Unless his parents give him permission or he becomes emancipated, then the age to move out is 18. Sorry.
Although I have answered the question to try to help you, you should consult with a lawyer in your area in person on the matter. In addition, my answer does not establish an attorney-client relationship between us.
No, legally he can't make that decision for himself until the day he turns 18. He's an adult for criminal purposes when he turns 17, and maybe that's where some of that confusion comes from, I don't know. Yes, in reality lots of kids DO move out when they're 17, and nobody really seems to much care or be interested in doing anything about it, but then, that "nobody" factor typically includes their parents. If this boy (your "cousin-in-law"?) has a situation where his parents are abusive, they may not care, and may actually be thankful to get rid of him, in which case there's not a problem there. Technically, it would be a good idea to apply foe guardianship if you're going to do that, because otherwise there might be situations involving his school or medical care that could be problematic otherwise. Often people don't bother with this, and sometimes it works out just fine, but if he were to say end up in the hospital and you needed to be able to talk to his doctor and make medical decisions for him in a time sensitive situation, it could be a mess, especially if the parents weren't cooperative.

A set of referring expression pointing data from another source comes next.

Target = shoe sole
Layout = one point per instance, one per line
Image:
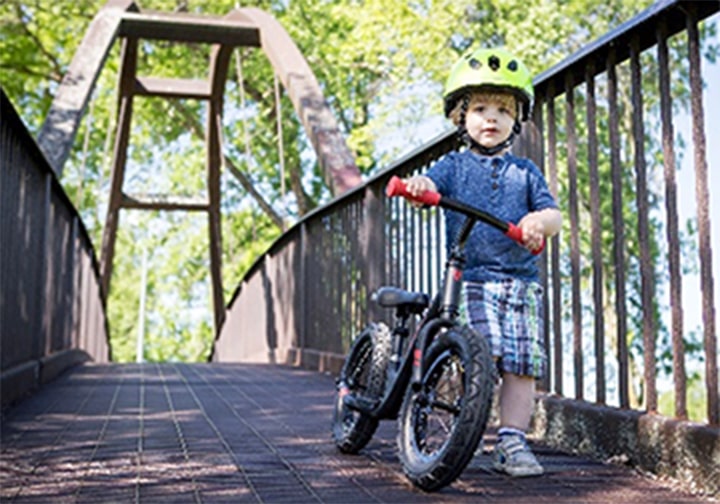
(519, 472)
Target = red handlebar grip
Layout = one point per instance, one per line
(515, 233)
(396, 187)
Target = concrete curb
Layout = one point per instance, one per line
(685, 451)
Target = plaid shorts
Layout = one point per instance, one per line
(510, 314)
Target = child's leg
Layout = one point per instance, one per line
(512, 454)
(517, 400)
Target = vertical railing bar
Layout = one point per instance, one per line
(619, 233)
(574, 235)
(428, 251)
(672, 227)
(641, 197)
(404, 243)
(596, 235)
(703, 219)
(538, 155)
(555, 249)
(418, 251)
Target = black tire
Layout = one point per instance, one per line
(363, 374)
(441, 424)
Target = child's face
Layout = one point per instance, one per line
(490, 118)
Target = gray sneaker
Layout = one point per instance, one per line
(513, 456)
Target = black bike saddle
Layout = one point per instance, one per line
(389, 297)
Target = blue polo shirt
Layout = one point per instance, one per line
(506, 186)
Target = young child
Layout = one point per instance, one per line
(488, 93)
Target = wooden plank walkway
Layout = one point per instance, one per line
(245, 433)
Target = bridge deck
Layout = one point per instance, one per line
(244, 433)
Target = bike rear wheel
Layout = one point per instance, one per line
(441, 423)
(363, 375)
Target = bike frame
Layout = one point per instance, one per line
(407, 354)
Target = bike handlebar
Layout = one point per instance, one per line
(397, 187)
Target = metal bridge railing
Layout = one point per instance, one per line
(52, 311)
(603, 132)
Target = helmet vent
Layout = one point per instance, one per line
(494, 62)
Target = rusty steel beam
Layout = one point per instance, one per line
(337, 162)
(193, 89)
(63, 120)
(163, 202)
(122, 138)
(219, 61)
(188, 28)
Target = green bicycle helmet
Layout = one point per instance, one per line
(490, 69)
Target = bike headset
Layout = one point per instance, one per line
(494, 70)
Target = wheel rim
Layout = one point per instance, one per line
(437, 405)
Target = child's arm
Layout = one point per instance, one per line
(536, 226)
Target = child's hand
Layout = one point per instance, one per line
(533, 230)
(418, 184)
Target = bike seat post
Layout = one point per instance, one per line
(399, 335)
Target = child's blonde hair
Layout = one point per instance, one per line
(506, 100)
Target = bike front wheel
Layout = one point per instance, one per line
(441, 422)
(363, 375)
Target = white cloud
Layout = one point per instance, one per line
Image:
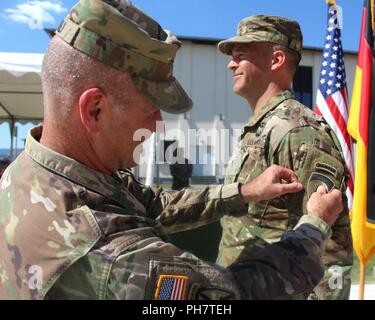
(35, 13)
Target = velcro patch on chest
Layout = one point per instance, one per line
(171, 287)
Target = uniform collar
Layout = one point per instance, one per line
(111, 187)
(270, 105)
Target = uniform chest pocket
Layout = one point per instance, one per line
(248, 163)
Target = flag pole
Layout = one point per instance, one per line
(362, 281)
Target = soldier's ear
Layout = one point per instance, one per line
(278, 59)
(93, 104)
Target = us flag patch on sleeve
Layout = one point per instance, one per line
(171, 287)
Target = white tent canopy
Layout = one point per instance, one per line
(20, 87)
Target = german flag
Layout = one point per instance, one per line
(361, 126)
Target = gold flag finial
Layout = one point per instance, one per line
(333, 2)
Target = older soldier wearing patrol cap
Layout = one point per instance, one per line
(74, 224)
(265, 55)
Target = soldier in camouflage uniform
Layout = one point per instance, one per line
(74, 224)
(265, 54)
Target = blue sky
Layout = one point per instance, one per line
(22, 23)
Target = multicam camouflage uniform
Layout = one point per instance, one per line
(70, 232)
(288, 134)
(285, 132)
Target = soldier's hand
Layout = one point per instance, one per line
(324, 205)
(273, 182)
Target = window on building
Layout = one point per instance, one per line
(302, 86)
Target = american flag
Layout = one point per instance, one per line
(332, 96)
(171, 288)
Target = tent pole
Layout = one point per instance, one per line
(11, 139)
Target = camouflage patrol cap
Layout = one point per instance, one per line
(120, 35)
(278, 30)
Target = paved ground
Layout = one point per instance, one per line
(369, 291)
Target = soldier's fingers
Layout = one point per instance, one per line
(322, 189)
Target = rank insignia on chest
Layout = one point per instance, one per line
(171, 287)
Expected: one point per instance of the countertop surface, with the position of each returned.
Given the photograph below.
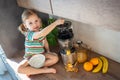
(112, 74)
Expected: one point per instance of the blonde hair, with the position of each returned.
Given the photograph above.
(25, 15)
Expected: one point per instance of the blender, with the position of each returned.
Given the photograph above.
(65, 39)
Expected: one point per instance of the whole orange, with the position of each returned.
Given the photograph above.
(88, 66)
(94, 61)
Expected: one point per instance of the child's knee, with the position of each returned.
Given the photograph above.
(56, 58)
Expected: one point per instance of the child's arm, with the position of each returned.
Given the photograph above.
(47, 46)
(48, 29)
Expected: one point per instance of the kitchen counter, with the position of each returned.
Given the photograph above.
(112, 74)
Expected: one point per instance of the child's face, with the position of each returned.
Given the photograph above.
(33, 23)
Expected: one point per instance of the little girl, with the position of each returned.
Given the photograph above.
(36, 43)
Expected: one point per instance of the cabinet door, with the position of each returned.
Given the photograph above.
(104, 13)
(40, 5)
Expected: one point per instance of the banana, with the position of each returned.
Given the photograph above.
(98, 67)
(105, 64)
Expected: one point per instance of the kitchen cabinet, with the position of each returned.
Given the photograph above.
(39, 5)
(101, 13)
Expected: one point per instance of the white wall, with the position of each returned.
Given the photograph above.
(100, 39)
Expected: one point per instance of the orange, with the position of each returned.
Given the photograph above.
(88, 66)
(94, 61)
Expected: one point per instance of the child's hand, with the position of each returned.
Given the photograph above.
(60, 21)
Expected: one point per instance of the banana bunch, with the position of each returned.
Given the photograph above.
(102, 65)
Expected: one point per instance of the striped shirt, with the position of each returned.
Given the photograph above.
(33, 46)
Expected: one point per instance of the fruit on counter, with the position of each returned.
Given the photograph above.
(87, 66)
(94, 61)
(105, 64)
(81, 56)
(98, 67)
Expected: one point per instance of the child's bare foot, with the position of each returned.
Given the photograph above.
(49, 70)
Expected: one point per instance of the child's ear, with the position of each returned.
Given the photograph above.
(24, 25)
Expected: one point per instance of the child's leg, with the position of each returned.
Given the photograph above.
(51, 58)
(26, 69)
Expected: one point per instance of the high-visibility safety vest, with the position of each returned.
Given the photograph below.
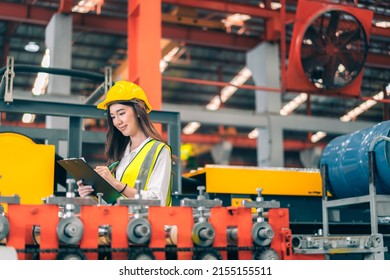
(141, 167)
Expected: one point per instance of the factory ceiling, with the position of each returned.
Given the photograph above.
(211, 47)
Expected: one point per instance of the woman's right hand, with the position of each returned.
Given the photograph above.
(84, 190)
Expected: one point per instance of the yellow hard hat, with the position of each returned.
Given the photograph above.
(124, 91)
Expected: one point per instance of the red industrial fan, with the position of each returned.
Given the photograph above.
(328, 48)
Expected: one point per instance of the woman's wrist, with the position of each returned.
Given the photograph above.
(123, 189)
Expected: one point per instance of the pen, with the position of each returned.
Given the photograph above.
(112, 165)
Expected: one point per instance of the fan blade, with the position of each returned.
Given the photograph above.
(311, 61)
(330, 72)
(333, 23)
(314, 36)
(347, 58)
(349, 36)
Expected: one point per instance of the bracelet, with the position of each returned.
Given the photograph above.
(123, 188)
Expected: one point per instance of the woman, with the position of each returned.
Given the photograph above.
(134, 148)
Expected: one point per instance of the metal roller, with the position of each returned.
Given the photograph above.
(8, 253)
(262, 233)
(70, 230)
(346, 158)
(266, 254)
(4, 227)
(141, 253)
(209, 254)
(203, 234)
(139, 231)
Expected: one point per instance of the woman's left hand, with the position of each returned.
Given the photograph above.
(106, 174)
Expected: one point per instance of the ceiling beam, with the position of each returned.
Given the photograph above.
(118, 26)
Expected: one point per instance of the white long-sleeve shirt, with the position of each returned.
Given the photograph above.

If the parents won't agree though, you could be exposing yourself to criminal liability by letting him live with you, and you don't want to put yourself in that situation. The offense you'd be charged with is "Harboring a Runaway", and it does apply to any child under 18. There's a provision in it that basically protects grandparents in your husband's situation, but it would not extend to first cousins. Yeah, it's fairly unlikely that it would actually reach the point of you getting convicted fir it under these circumstances, and I doubt the police would have any real interest in arresting you, but if the parents pushed hard enough (or you just got unlucky and got a cop who insists upon "the letter of te law"), you could actually go to jail for this. It might not seem like a particularly fair solution to this, but perhaps the parents would be more inclined to say okay if you offered to cover all his expenses? If you can afford to do so (or if he can get a part-time job to help out), yiu never know--they might jump at the opportunity to relieve themselves of their parental obligations a bit early..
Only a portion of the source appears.